# Top job again peter. cheers



## welsh-andy (May 9, 2007)

cheers m8, doing another top job on me astra for me:thumb:
only want the best, thats y i came bk:thumb:
even treated u to 20 cans of coke and glasses of lucozade:lol:

so 2days jobs was some paint correction, and then treated to dodo's lime prime and Rain Forest Rub wax. a combination i havent tried, but came up fantastic, gives astra a nice slick wet look:thumbs:

turn up early,thats dedication 4 ya(well not really as u wanted to miss traffic:lol::lolbut sounded gd,lol








*wash time(karcher decided to have a paddy when nearly finished(bloody washer)lol,so was left to hose 2 finish off*









*
time for some cutting, to get them marks outta paint*:thumb:









*time for Dodo's lime prime and Rain Forest Rub wax*:buffer:









*finished pics*

















































































cheers again m8, as always awesom job, and gives me great base to build on, see u soon for valet:thumb::thumb:

look even better when i slap my 19's on 2moz


----------



## PETER @ ECLIPSE (Apr 19, 2006)

hi andy thanks for the supply of cold refreshments throughout the detail, was that hot or what , lol glad your happy with the result 
thanks peter


----------



## welsh-andy (May 9, 2007)

peter richards said:


> hi andy thanks for the supply of cold refreshments throughout the detail, was that hot or what , lol glad your happy with the result
> thanks peter


hot?? insanely hot m8, how the hell u bear with it i never know, i just stayed inside in cool
cant let u die of thirst now cud i:thumb:

thx again m8:thumb:


----------



## CupraRcleanR (Sep 2, 2007)

Looks superb.

Cars looks great de-badged too. How did you acheive this. Peter worked his magic again for you.


----------



## welsh-andy (May 9, 2007)

CupraRcleanR said:


> Looks superb.
> 
> Cars looks great de-badged too. How did you acheive this. Peter worked his magic again for you.

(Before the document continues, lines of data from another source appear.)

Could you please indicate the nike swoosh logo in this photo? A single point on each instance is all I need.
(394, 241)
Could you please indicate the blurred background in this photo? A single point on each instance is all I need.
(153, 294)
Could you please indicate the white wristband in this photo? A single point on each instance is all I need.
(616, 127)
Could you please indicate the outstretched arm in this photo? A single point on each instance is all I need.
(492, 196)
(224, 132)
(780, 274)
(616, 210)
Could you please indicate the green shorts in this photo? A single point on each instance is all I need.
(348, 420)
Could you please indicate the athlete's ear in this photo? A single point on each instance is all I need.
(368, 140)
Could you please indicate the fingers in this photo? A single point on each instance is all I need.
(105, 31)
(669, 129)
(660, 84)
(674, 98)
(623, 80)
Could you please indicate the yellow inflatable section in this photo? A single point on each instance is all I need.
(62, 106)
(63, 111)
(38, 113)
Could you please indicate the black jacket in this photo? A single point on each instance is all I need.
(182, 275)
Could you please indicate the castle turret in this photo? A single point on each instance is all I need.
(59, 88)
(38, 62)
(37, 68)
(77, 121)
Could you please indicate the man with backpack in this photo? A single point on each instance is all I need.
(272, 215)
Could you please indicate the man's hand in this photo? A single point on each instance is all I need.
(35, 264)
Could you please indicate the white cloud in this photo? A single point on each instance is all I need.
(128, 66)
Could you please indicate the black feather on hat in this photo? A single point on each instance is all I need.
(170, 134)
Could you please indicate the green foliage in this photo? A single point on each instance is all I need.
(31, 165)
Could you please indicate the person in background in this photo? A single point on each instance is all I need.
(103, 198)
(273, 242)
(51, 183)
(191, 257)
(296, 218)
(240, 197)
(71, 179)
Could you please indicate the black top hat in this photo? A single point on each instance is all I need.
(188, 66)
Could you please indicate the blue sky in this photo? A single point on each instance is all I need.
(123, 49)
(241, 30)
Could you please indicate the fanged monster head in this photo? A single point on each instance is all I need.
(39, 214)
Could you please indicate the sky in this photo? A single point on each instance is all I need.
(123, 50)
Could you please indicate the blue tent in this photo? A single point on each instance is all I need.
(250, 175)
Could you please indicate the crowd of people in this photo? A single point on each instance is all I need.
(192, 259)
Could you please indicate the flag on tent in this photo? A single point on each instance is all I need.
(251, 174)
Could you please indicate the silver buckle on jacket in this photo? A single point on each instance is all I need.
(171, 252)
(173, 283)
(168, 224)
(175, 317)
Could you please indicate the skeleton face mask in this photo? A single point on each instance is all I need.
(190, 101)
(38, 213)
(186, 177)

used hairdrier to heat up and make foam backing soft and easier 2 remove, took badges off then peeled off backing, doesnt come away easy though, very picky like, after u get the backing off, i went over it with carlack to take away any outline and any adhesive left behind:thumb:

ya peter always works his magic:thumb:


----------



## Envy Car Care (Aug 17, 2006)

Thats looking well good Peter, and always nice when the owners well chuffed too.
Great work!


----------



## Phil H (May 14, 2006)

excellent work!


----------